Most HCCs are encapsulated, a significant characteristic that differentiates it from carcinomas of other digestive organs. This means HCC grows by expanding the capsule, whereas other carcinomas grow by infiltrating the organs surrounding the primary tumor.18 There are also cases of so-called “skip LN metastasis” in HCC, which is a less common pattern of lymphogenous metastasis at distant sites without metastases in the hepatoduodenal ligament.23,24 These LNs are often solitary, which is extremely rare in gastric or colon cancers. Therefore, para-aortic LN metastasis may not indicate systemic spread of the tumor in cases of HCC, and the outcome appears to be improved compared to those in malignancies of other gastrointestinal organs.13,19 The LNs in cases 1 and 3 were regional LNs, but case 2 exhibited skip LN metastasis.
All 3 of our patients had C-type liver cirrhosis, although no clear relationship between the type of viral infection and presence of LN metastasis has been reported.5 However, cirrhosis appears to have an effect on skip LN metastasis. The progression of cirrhosis leads to the obstruction of lymphatic flow and then to the formation of collateral lymphatic drainage, which may produce so-called skip metastases.23 The initial treatment of HCC may also alter lymphatic and blood flow around the liver to produce skip metastasis.
Conclusion
There is no established effective treatment modality for metachronous LN metastasis from HCC. Selective resection could be the only beneficial strategy in the treatment of metachronous LN metastasis from HCC. However, it should be restricted to cases with particularly solitary LN metastasis and with no other uncontrolled lesions. Nonetheless, a multi-institutional study comprising a large number of patients is necessary to make any definitive conclusion on the feasibility and efficacy of surgical resection for LN metastasis arising from HCC.

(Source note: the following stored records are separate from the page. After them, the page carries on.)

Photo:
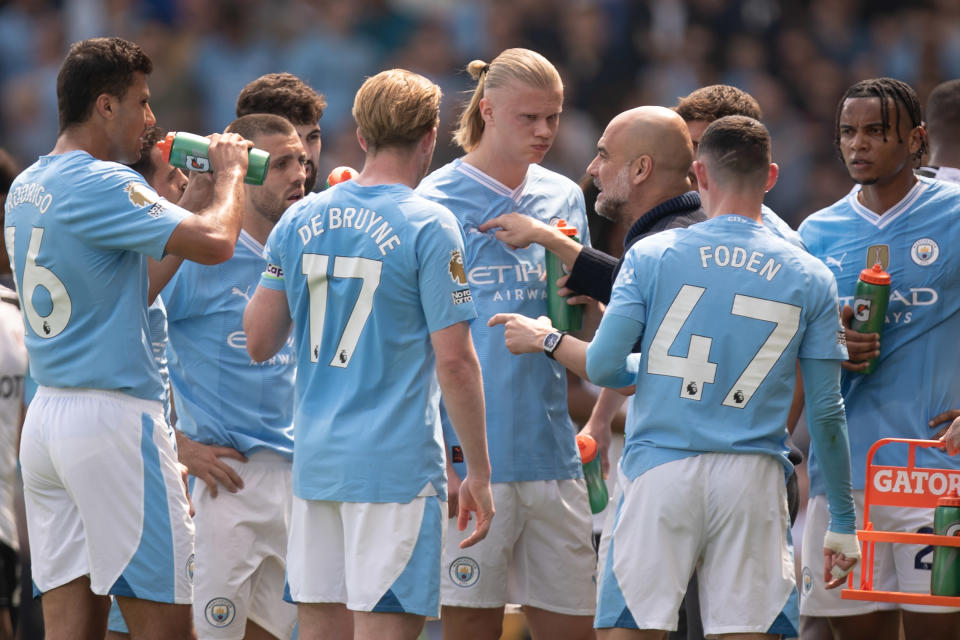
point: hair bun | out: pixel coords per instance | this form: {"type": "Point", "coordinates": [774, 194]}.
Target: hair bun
{"type": "Point", "coordinates": [476, 68]}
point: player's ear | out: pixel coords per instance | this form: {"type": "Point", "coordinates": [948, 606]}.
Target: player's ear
{"type": "Point", "coordinates": [361, 141]}
{"type": "Point", "coordinates": [701, 174]}
{"type": "Point", "coordinates": [105, 105]}
{"type": "Point", "coordinates": [772, 174]}
{"type": "Point", "coordinates": [641, 168]}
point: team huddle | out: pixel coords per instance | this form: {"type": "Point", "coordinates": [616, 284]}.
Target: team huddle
{"type": "Point", "coordinates": [265, 412]}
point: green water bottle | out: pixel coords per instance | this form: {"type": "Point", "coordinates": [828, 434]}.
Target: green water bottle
{"type": "Point", "coordinates": [593, 473]}
{"type": "Point", "coordinates": [192, 153]}
{"type": "Point", "coordinates": [870, 299]}
{"type": "Point", "coordinates": [945, 577]}
{"type": "Point", "coordinates": [565, 317]}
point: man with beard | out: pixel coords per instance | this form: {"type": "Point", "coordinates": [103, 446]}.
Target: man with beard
{"type": "Point", "coordinates": [369, 277]}
{"type": "Point", "coordinates": [234, 416]}
{"type": "Point", "coordinates": [286, 95]}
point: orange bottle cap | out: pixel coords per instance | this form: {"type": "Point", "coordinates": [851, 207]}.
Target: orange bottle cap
{"type": "Point", "coordinates": [952, 499]}
{"type": "Point", "coordinates": [166, 145]}
{"type": "Point", "coordinates": [875, 275]}
{"type": "Point", "coordinates": [566, 230]}
{"type": "Point", "coordinates": [588, 448]}
{"type": "Point", "coordinates": [341, 174]}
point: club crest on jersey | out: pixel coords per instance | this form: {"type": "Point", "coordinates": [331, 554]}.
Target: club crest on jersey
{"type": "Point", "coordinates": [878, 254]}
{"type": "Point", "coordinates": [464, 572]}
{"type": "Point", "coordinates": [457, 273]}
{"type": "Point", "coordinates": [140, 194]}
{"type": "Point", "coordinates": [925, 251]}
{"type": "Point", "coordinates": [220, 612]}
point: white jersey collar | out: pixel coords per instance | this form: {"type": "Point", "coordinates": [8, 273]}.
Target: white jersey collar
{"type": "Point", "coordinates": [492, 183]}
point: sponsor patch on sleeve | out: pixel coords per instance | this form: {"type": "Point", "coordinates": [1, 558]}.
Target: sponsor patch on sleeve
{"type": "Point", "coordinates": [461, 296]}
{"type": "Point", "coordinates": [273, 271]}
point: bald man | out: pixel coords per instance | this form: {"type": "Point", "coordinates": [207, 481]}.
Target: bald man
{"type": "Point", "coordinates": [642, 170]}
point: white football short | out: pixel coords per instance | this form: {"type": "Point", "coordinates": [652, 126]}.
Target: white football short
{"type": "Point", "coordinates": [896, 567]}
{"type": "Point", "coordinates": [242, 549]}
{"type": "Point", "coordinates": [721, 515]}
{"type": "Point", "coordinates": [104, 496]}
{"type": "Point", "coordinates": [380, 557]}
{"type": "Point", "coordinates": [539, 551]}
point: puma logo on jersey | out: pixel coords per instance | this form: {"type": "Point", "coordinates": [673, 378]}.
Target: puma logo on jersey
{"type": "Point", "coordinates": [834, 262]}
{"type": "Point", "coordinates": [457, 273]}
{"type": "Point", "coordinates": [140, 194]}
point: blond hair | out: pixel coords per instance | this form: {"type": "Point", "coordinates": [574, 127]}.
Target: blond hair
{"type": "Point", "coordinates": [512, 65]}
{"type": "Point", "coordinates": [396, 108]}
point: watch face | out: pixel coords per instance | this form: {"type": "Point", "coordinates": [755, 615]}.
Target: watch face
{"type": "Point", "coordinates": [550, 342]}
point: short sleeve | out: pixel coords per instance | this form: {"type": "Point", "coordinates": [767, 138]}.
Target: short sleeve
{"type": "Point", "coordinates": [117, 210]}
{"type": "Point", "coordinates": [444, 293]}
{"type": "Point", "coordinates": [824, 338]}
{"type": "Point", "coordinates": [272, 277]}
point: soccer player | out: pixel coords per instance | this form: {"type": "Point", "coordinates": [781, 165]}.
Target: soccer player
{"type": "Point", "coordinates": [234, 415]}
{"type": "Point", "coordinates": [908, 225]}
{"type": "Point", "coordinates": [170, 183]}
{"type": "Point", "coordinates": [943, 132]}
{"type": "Point", "coordinates": [79, 226]}
{"type": "Point", "coordinates": [542, 544]}
{"type": "Point", "coordinates": [13, 371]}
{"type": "Point", "coordinates": [371, 278]}
{"type": "Point", "coordinates": [722, 309]}
{"type": "Point", "coordinates": [286, 95]}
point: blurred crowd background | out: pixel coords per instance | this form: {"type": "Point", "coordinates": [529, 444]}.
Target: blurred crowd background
{"type": "Point", "coordinates": [795, 56]}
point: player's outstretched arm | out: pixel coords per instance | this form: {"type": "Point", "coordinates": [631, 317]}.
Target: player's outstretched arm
{"type": "Point", "coordinates": [525, 335]}
{"type": "Point", "coordinates": [827, 423]}
{"type": "Point", "coordinates": [210, 236]}
{"type": "Point", "coordinates": [517, 230]}
{"type": "Point", "coordinates": [608, 353]}
{"type": "Point", "coordinates": [458, 372]}
{"type": "Point", "coordinates": [267, 323]}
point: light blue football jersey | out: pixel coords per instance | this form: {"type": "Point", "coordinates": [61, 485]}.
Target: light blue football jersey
{"type": "Point", "coordinates": [529, 431]}
{"type": "Point", "coordinates": [917, 376]}
{"type": "Point", "coordinates": [78, 231]}
{"type": "Point", "coordinates": [223, 397]}
{"type": "Point", "coordinates": [727, 307]}
{"type": "Point", "coordinates": [779, 227]}
{"type": "Point", "coordinates": [369, 273]}
{"type": "Point", "coordinates": [157, 319]}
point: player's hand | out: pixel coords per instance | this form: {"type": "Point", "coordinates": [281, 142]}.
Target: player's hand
{"type": "Point", "coordinates": [185, 477]}
{"type": "Point", "coordinates": [229, 151]}
{"type": "Point", "coordinates": [453, 491]}
{"type": "Point", "coordinates": [477, 498]}
{"type": "Point", "coordinates": [516, 230]}
{"type": "Point", "coordinates": [861, 347]}
{"type": "Point", "coordinates": [841, 552]}
{"type": "Point", "coordinates": [204, 462]}
{"type": "Point", "coordinates": [943, 419]}
{"type": "Point", "coordinates": [522, 334]}
{"type": "Point", "coordinates": [573, 297]}
{"type": "Point", "coordinates": [950, 435]}
{"type": "Point", "coordinates": [198, 194]}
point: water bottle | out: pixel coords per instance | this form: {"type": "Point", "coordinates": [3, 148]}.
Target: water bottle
{"type": "Point", "coordinates": [870, 299]}
{"type": "Point", "coordinates": [945, 577]}
{"type": "Point", "coordinates": [593, 473]}
{"type": "Point", "coordinates": [565, 317]}
{"type": "Point", "coordinates": [192, 153]}
{"type": "Point", "coordinates": [341, 174]}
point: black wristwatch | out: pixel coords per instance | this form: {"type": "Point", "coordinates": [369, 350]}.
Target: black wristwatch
{"type": "Point", "coordinates": [551, 342]}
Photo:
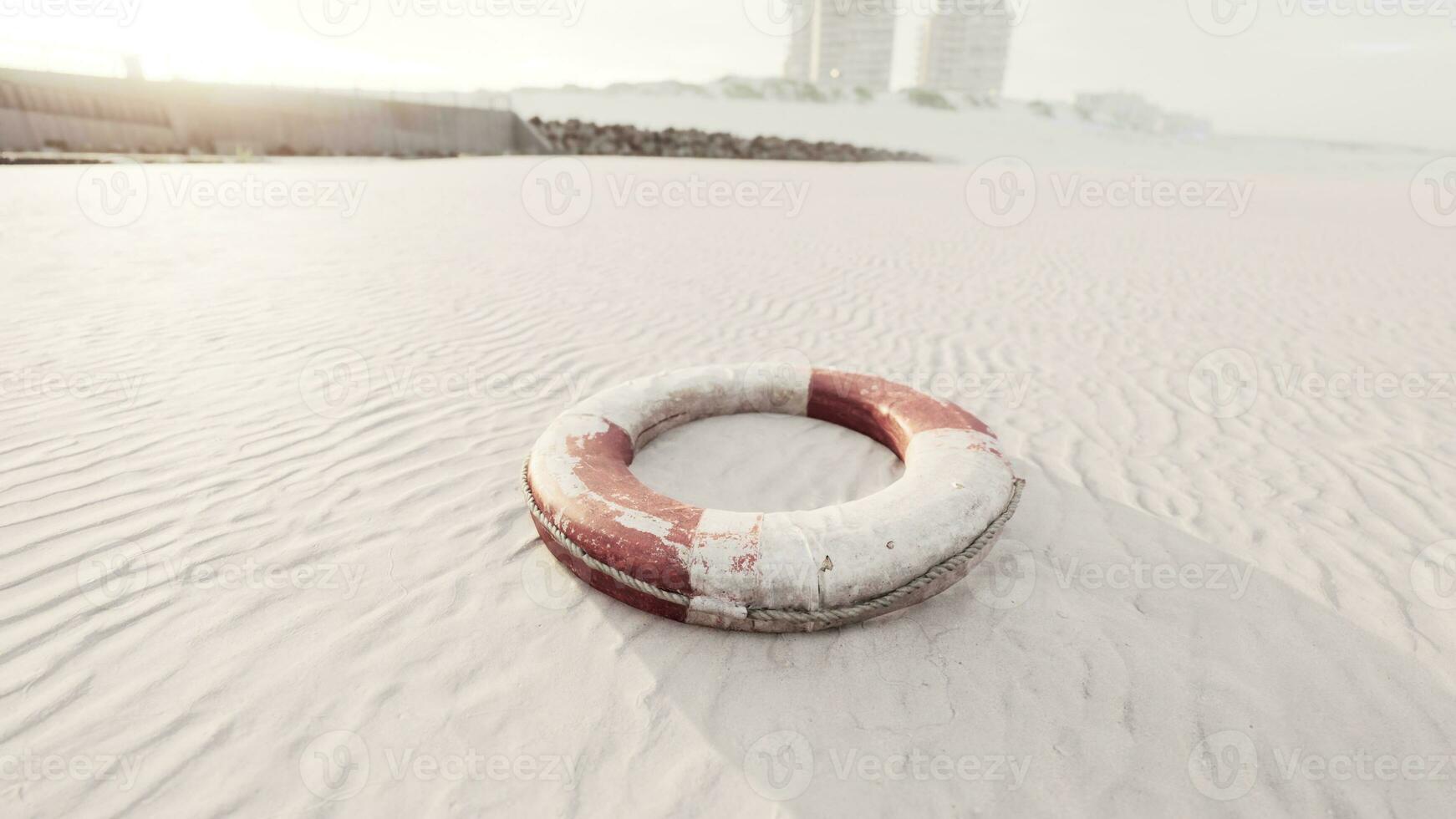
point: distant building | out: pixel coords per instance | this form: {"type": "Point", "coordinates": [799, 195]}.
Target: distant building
{"type": "Point", "coordinates": [842, 45]}
{"type": "Point", "coordinates": [965, 48]}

(a) Abdominal CT scan showing an enlarged para-aortic LN beneath the renal artery and vein and sandwiched by abdominal aorta and inferior vena cava (↑ arrow). (b) Resected retroperitoneal LN. A 35- × 28- × 15-mm lymph node with a yellowish cut section encapsulated by fibrous tissue.

(a) Abdominal CT showing an enlarged abdominal LN in the hepatoduodenal ligament (↑ arrow). (b) Resected 37- × 32- × 24-mm hepatoduodenal ligament LN.

A resected 70- × 40- × 32-mm retro-pancreatic LN.